In the Luster case the plaintiff claimed that Wells had made autodialed calls to his cell phone number for the past four years, trying to collect debts apparently owed by two people he didn’t know. He claimed that he had never given Wells any type of permission to call his cell phone.

As in the Prather case, Wells denied the material allegations in the complaint, disputed that it made any calls using an ATDS without consent, contended that the claims of Plaintiff and the other members of the class are not amenable to class certification and denied that Mr. Luster and the members of the class are entitled to damages.

After mediation, Wells Fargo Dealer Services Inc. and its parent company, Wells Fargo Bank N.A., agreed to a $15.7 million settlement that would compensate 3.38 million members of the proposed class. That class would include anyone with a cell phone number to which Wells Fargo Dealer Services made a collection call about an auto retail installment sale contract with an ATDS from April 2011 to March 2016.

If approved, the class members would receive $4.65 each, according to the motion. At the fairness hearing the named plaintiffs will ask for an incentive award not above $20,000 and Plaintiff’s counsel will ask for attorneys’ fees that would be capped at 30 percent of the settlement fund, or about $4,722,000.

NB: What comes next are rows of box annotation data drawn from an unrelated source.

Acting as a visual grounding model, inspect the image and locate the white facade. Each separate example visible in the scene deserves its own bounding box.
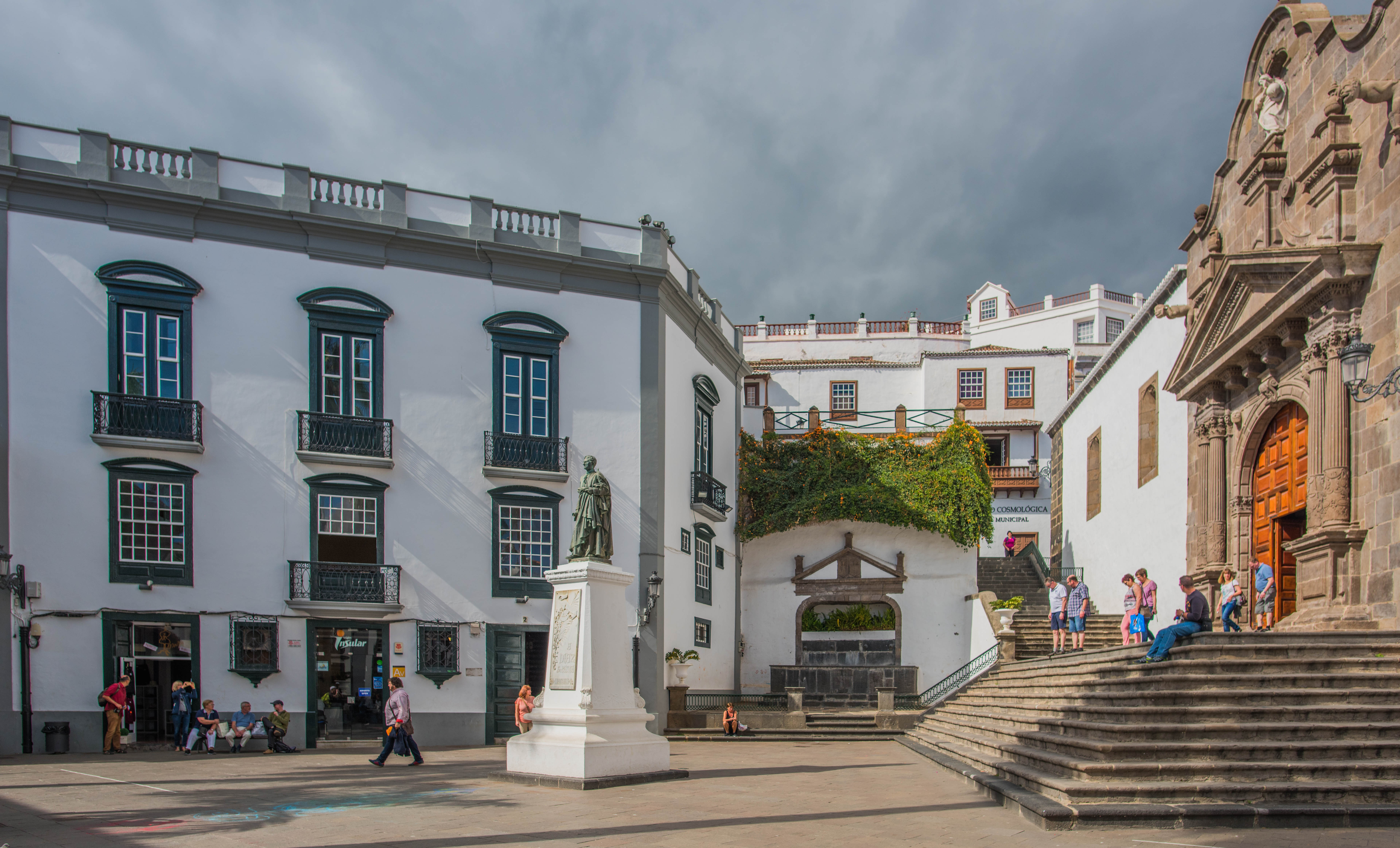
[0,119,745,752]
[1047,266,1190,630]
[741,521,990,693]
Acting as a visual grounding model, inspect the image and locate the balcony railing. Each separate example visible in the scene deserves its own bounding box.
[482,430,568,472]
[690,472,731,515]
[773,409,955,435]
[297,410,393,459]
[287,560,399,603]
[92,392,204,445]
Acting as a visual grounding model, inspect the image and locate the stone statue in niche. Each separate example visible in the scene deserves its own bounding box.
[568,456,612,563]
[1254,74,1288,133]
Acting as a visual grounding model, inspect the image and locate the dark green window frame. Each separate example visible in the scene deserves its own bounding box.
[297,287,393,418]
[97,259,204,400]
[102,456,199,586]
[482,312,568,439]
[486,486,564,597]
[694,523,715,606]
[302,473,389,565]
[696,617,714,648]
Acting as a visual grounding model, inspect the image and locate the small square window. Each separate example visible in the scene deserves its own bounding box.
[1103,318,1123,344]
[696,619,710,648]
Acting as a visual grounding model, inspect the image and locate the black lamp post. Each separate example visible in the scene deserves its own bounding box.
[1338,339,1400,403]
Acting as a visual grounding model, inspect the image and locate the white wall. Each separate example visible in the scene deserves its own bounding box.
[661,318,739,691]
[1063,283,1189,630]
[8,211,655,739]
[741,521,981,693]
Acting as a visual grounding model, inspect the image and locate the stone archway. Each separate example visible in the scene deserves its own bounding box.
[1249,402,1308,620]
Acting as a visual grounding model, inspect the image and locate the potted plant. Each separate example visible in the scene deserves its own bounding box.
[991,595,1026,632]
[666,648,700,686]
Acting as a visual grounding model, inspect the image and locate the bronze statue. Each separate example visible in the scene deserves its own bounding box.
[568,456,612,563]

A copy of the memorandum in support of Plaintiff’s unopposed motion for preliminary approval of the settlement can be found here.  

insideARM Perspective 

In June of last year insideARM wrote about a Wells/TCPA settlement for $16.3 million in the matter of Markos v. Well Fargo Bank, N.A. (Case No. 1:15-cv-01156, ND GA). The calls at issue in that case were all non-emergency, debt-collection calls and texts made in connection with Home Equity Loans and Residential Mortgage Loans. 

In August of last year insideARM wrote about another Wells/TCPA settlement for $30 million in the matter of Cross v. Wells Fargo Bank, N.A. (Case No 1:15-cv-01270, N.D. GA).  The calls at issue in that case were calls to cellular telephone numbers regarding overdrafts of consumers’ deposit accounts without prior express consent. 

One would hope that these two settlements would be the end of TCPA issues and exposure for Wells.  But, perhaps not. The four settlements mentioned above cover student loans, automobile loans, home equity/residential home mortgages, and deposit accounts. Wells has other product lines that haven’t been included in these settlements.